Uche Cecil Izuora
The African Energy Chamber (AEC), has raised concerns about speed of construction of major gas pipeline projects across Africa, with particular attention to key projects driven by Nigeria.
In West Africa, Nigeria’s Ajaokuta Kaduna Kano (AKK) gas pipeline is intended to channel gas from southern production fields to growing industrial hubs in the north, a cornerstone of the country’s strategy to transform its vast gas reserves into a catalyst for domestic industrial growth.
The Group Chief Executive Officer of the Nigerian National Petroleum Company Limited (NNPCL) Bayo Ojulari, said that the construction of the $2.8 billion Ajaokuta Kaduna Kano gas pipeline project has reached 72 per cent completion as of the end of the first quarter of 2025.
Ojulari stated that the Company has integrated technology to lower its production cost from the current average of $40 per barrel to achieve optimal results.
In alignment with Nigeria’s energy transition plan, which seeks to achieve net zero emissions by 2060, NNPCL has initiated several gas led transition programs, including the expansion of the autogas program, targeting over 1 million vehicles through 2026.
The AKK pipeline can transport two billion standard cubic feet of natural gas per day to three proposed independent power plants in Abuja, Kaduna, Kano, and other gas based industries as well as other identified commercial off takers along the entire pipeline route. The project faces challenges including political instability, theft, and sabotage along the route.
Meanwhile, the African Atlantic Gas Pipeline (AAGP), a transcontinental initiative linking Nigeria to Morocco and potentially Europe, represents Africa’s most ambitious regional vision. The 5,660 kilometer corridor, advancing toward construction as of August 2025, is intended to deliver billions of cubic meters of natural gas annually across West Africa.
Its potential impact is transformative: supplying energy to hundreds of millions, promoting cross border industrial development and positioning Africa as a strategic gas supplier to Europe amid global supply uncertainties.
Yet the sheer scale of the AAGP highlights the persistent factors slowing African pipelines: securing long term financing, coordinating multiple governments, navigating complex environmental and regulatory landscapes and managing security risks over thousands of kilometers.
Across the continent, several common challenges explain why pipeline projects often move slowly.
The Chamber highlighted that technical complexity, regulatory delays, and investor concerns over political and security risks remain major obstacles to accelerating pipeline development across Africa.
African Energy Week (AEW), scheduled to return to Cape Town from October 12 to 16, 2026, plays a vital role in addressing these challenges. The event provides a central forum for dialogue between governments, energy companies, financiers and international stakeholders, bringing together the decision makers who can navigate regulatory frameworks, unlock investment and advance cross border cooperation.
In 2025, AEW discussions highlighted that while Africa’s pipeline ambitions are technically feasible, progress now depends on coordinated action across policy, finance and engineering.

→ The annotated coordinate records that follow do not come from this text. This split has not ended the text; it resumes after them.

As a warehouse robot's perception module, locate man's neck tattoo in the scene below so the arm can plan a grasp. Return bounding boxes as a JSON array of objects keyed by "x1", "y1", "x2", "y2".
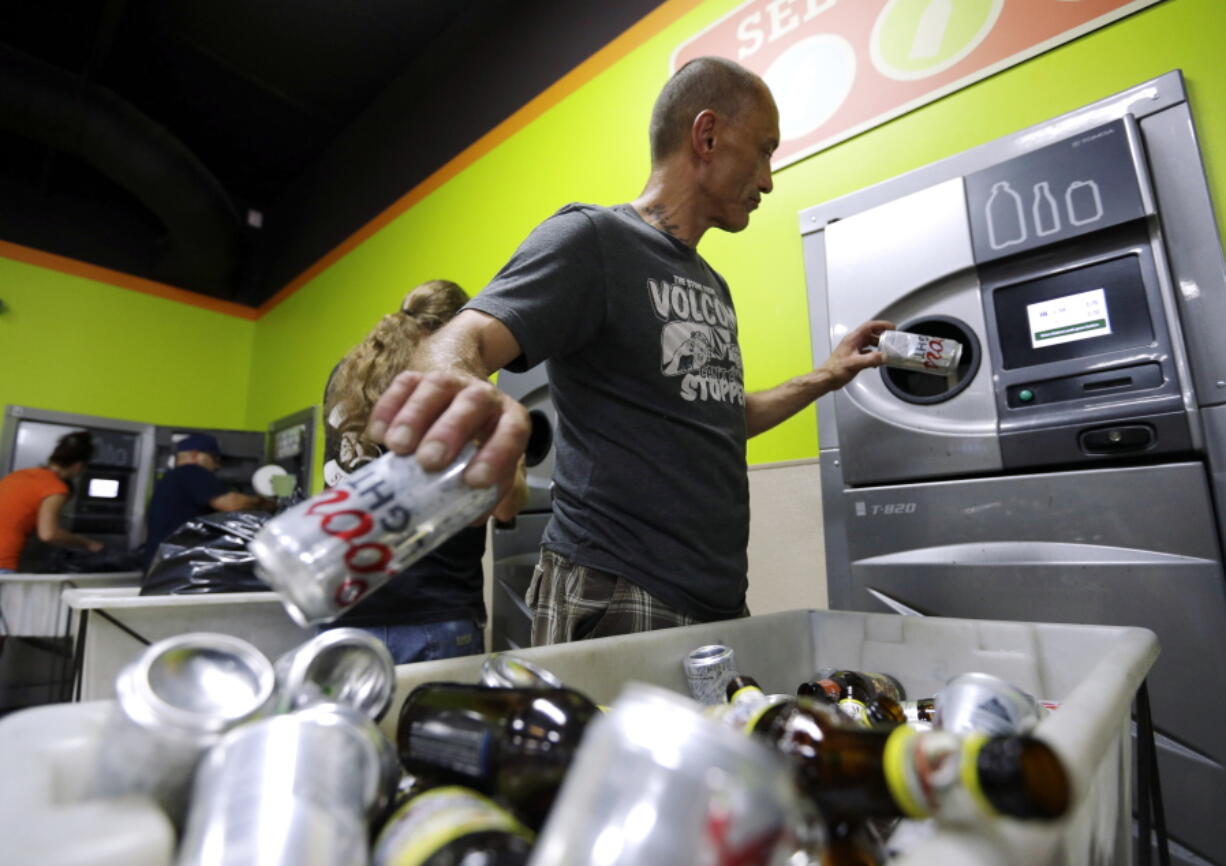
[{"x1": 642, "y1": 204, "x2": 689, "y2": 244}]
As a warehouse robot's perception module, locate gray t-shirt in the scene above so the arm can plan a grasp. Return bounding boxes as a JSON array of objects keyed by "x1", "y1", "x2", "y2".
[{"x1": 467, "y1": 205, "x2": 749, "y2": 619}]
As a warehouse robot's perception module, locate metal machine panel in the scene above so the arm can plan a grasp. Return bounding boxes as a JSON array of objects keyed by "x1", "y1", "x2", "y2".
[
  {"x1": 264, "y1": 406, "x2": 319, "y2": 496},
  {"x1": 1141, "y1": 103, "x2": 1226, "y2": 407},
  {"x1": 801, "y1": 72, "x2": 1226, "y2": 865},
  {"x1": 825, "y1": 179, "x2": 1002, "y2": 485},
  {"x1": 0, "y1": 406, "x2": 153, "y2": 550},
  {"x1": 490, "y1": 364, "x2": 558, "y2": 650}
]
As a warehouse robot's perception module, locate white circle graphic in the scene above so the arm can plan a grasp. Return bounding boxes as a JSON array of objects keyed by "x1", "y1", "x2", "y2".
[
  {"x1": 868, "y1": 0, "x2": 1004, "y2": 81},
  {"x1": 763, "y1": 33, "x2": 856, "y2": 141}
]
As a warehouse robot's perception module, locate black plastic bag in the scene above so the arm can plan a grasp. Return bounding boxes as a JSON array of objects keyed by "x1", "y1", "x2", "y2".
[{"x1": 141, "y1": 512, "x2": 272, "y2": 595}]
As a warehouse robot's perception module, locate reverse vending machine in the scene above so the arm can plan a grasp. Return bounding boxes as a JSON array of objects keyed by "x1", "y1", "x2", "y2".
[
  {"x1": 801, "y1": 71, "x2": 1226, "y2": 865},
  {"x1": 489, "y1": 364, "x2": 558, "y2": 650}
]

These projects are more than engineering undertakings; they are strategic levers for industrialization, regional integration, and economic transformation.
Africa’s major pipeline projects hold transformative potential, but financing, technical and regulatory hurdles continue to shape their pace and impact, according to the African Energy Chamber. While Africa possesses vast hydrocarbon resources, decades of underdeveloped infrastructure continue to limit the economic potential of its oil and gas sector.
The East African Crude Oil Pipeline (EACOP), stretching over 1,400 kilometers from Uganda’s Lake Albert oilfields to the port of Tanga in Tanzania, finally secured the full $5 billion required in late 2025, backed by African lenders and development finance institutions. As of June 2025, 60 percent of the construction work had been completed.
This breakthrough removes one of the project’s most significant hurdles and restores momentum after periods of stalled progress. By mid 2025, construction had already reached roughly 60 percent completion, but the prolonged funding shortfall had threatened to slow the schedule. Even with financing now secured, EACOP underscores the delicate balance African energy projects must navigate: the promise of export revenues and industrial development on one hand, and the environmental, social and regulatory complexities of building a cross border pipeline through sensitive landscapes on the other.
The pipeline is majority owned by TotalEnergies at 62 percent, Uganda’s National Oil Company (UNOC) at 15 percent, Tanzania Petroleum Development Corporation (TPDC) 15 percent and CNOOC at 8 percent. Once completed, the pipeline would be the longest electrically heated crude oil pipeline in the world.